Week in Review for 1/12/15 – 1/16/15

Governor Bruce Rauner and Lt. Gov. Evelyn Sanguinetti 
Rauner takes oath of office; freezes nonessential State spending.  As he launched into his duties as Governor of Illinois, Bruce Rauner issued a series of executive orders to freeze all nonessential State spending, including spending on infrastructure projects.  Announcing that he will serve without pay, the new Governor announced he would impose a new code of ethics on himself and his office as part of a dramatic shift in the State political culture.

Governor Rauner has appointed Leslie Munger to be the new Comptroller of Illinois, replacing the late Judy Barr Topinka.  He has made budget reform, job creation, economic growth, and educational reform four of the top priorities of his new administration.  He and his staff have signaled their readiness to use additional executive orders to reorganize State agencies, abolish redundant and unnecessary offices, and reduce State spending. The new Governor is deeply concerned about Illinois’ economic standing in relation to comparable and neighboring states, and believes that genuine sacrifices will be necessary for the State to regain its standing and provide opportunities to young workers and families.

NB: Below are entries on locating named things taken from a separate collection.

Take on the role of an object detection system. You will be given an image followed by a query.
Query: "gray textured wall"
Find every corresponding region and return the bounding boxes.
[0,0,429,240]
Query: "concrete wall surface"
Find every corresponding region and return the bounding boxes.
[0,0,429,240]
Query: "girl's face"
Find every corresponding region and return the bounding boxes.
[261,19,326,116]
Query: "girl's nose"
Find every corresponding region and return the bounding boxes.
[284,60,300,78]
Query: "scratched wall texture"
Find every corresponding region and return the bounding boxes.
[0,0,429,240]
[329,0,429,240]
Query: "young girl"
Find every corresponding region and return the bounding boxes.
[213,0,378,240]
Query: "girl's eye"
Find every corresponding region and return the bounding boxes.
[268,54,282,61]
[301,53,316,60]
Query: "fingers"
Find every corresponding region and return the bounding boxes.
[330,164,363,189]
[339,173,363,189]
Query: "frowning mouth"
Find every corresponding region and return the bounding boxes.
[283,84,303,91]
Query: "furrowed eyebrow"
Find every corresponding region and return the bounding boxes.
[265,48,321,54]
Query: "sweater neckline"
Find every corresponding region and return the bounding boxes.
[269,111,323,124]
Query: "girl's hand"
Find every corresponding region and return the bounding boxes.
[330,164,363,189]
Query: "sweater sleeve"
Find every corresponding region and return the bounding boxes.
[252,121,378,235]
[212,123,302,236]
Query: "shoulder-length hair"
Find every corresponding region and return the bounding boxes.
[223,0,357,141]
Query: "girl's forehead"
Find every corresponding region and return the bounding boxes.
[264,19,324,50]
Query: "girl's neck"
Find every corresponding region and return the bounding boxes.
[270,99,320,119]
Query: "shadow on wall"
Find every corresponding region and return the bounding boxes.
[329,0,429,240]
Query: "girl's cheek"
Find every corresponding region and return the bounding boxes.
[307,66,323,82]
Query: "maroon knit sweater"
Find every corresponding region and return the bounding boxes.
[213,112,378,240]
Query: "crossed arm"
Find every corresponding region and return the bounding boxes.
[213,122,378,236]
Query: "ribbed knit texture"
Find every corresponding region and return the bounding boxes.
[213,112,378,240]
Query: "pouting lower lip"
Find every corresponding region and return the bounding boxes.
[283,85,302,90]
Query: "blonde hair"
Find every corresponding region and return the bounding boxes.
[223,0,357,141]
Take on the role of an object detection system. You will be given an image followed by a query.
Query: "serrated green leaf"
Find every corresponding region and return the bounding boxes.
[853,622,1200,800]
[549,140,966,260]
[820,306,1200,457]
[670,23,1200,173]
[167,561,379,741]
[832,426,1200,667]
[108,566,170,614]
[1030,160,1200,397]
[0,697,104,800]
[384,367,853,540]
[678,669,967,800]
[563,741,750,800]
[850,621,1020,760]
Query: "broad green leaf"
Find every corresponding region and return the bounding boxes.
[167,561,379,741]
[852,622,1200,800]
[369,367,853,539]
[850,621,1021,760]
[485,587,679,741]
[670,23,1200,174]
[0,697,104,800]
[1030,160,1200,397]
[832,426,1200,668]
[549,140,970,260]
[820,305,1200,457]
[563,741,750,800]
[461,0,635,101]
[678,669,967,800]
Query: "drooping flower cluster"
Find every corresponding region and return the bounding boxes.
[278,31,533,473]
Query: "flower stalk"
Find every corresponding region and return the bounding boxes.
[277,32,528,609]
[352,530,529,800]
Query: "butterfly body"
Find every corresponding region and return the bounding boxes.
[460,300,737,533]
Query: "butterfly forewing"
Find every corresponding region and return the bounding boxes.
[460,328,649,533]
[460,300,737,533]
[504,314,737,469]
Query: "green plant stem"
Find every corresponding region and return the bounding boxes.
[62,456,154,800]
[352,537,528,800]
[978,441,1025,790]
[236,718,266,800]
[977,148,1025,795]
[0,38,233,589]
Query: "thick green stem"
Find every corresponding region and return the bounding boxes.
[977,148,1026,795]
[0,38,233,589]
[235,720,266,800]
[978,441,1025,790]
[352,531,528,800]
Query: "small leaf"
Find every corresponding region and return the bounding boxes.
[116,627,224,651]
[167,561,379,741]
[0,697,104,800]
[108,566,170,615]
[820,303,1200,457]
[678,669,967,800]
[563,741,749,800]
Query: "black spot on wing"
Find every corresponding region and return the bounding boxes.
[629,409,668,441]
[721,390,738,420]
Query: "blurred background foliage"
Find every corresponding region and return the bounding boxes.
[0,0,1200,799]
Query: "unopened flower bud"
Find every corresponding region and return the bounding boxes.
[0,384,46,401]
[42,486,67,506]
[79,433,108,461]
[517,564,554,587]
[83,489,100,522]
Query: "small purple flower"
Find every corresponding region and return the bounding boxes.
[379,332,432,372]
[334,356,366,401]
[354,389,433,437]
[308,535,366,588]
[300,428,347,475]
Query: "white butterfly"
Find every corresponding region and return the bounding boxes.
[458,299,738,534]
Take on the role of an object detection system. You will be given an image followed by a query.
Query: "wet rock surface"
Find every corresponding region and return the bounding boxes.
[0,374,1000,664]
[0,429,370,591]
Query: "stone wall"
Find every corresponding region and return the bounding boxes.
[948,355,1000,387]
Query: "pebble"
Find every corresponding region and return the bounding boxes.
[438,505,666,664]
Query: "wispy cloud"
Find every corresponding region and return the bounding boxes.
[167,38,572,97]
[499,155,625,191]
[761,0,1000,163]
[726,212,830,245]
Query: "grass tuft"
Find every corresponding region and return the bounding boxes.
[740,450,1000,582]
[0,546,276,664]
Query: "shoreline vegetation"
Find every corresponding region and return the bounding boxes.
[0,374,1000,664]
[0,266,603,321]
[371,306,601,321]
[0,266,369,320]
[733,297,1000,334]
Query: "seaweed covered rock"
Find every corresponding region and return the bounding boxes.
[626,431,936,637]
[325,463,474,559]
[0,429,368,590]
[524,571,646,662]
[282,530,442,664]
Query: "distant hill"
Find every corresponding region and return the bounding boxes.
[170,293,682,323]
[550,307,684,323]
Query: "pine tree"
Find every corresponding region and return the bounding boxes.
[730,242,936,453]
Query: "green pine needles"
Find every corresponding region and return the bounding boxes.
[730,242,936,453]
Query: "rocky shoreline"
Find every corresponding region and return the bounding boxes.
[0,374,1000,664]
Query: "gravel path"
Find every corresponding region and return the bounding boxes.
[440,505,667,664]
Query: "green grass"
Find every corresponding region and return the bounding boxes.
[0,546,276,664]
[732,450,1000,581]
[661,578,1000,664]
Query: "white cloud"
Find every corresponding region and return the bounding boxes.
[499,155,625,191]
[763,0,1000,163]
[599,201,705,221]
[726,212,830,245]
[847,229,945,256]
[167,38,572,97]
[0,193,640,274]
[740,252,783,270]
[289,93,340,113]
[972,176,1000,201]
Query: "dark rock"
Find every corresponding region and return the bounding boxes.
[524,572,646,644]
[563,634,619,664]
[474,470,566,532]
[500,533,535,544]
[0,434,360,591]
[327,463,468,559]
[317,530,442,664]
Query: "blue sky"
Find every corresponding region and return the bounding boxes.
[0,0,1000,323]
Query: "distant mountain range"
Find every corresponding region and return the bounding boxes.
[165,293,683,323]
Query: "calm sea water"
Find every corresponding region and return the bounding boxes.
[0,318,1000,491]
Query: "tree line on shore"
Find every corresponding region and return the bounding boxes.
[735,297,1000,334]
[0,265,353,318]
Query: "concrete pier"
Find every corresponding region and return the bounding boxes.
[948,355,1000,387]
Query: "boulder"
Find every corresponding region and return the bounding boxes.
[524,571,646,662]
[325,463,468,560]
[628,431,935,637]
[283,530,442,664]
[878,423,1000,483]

With Rauner this week was new Lieutenant Governor Evelyn Sanguinetti.  A resident of Wheaton, Sanguinetti became the first Hispanic Lieutenant Governor in U.S. history when she joined Rauner in taking the oath of office on Monday, January 12.

Budget – Governor Rauner
Governor orders spending freeze.  One of Governor Bruce Rauner’s first acts was to order State agencies to freeze all nonessential spending.  Executive Order 15-08 was an immediate follow-up to Rauner’s inaugural address, which pointed to Illinois’ history of poor fiscal management.  The governor and his top team are aware that Illinois currently has the lowest credit rating among the 50 states.  The spending freeze order is described here.

Some forms of spending are expected to continue.  For example, ongoing State-financed infrastructure projects may continue if construction has started or equipment purchased.  This exemption does not apply to major State programs that are currently in the planning stage, such as the proposed Illiana Tollway.  Programs funded by federal grants will be allowed to continue to spend new money from Washington.  State agencies, community colleges, and State universities will be allocated limited funds to continue their essential activities.  State agencies will be barred from awarding new contracts or grants during a review period to be supervised by the Governor’s office, which is expected to continue until July 1, 2015.  Exceptions are provided for rolling over or amending contracts that State agencies are required to fulfill by law.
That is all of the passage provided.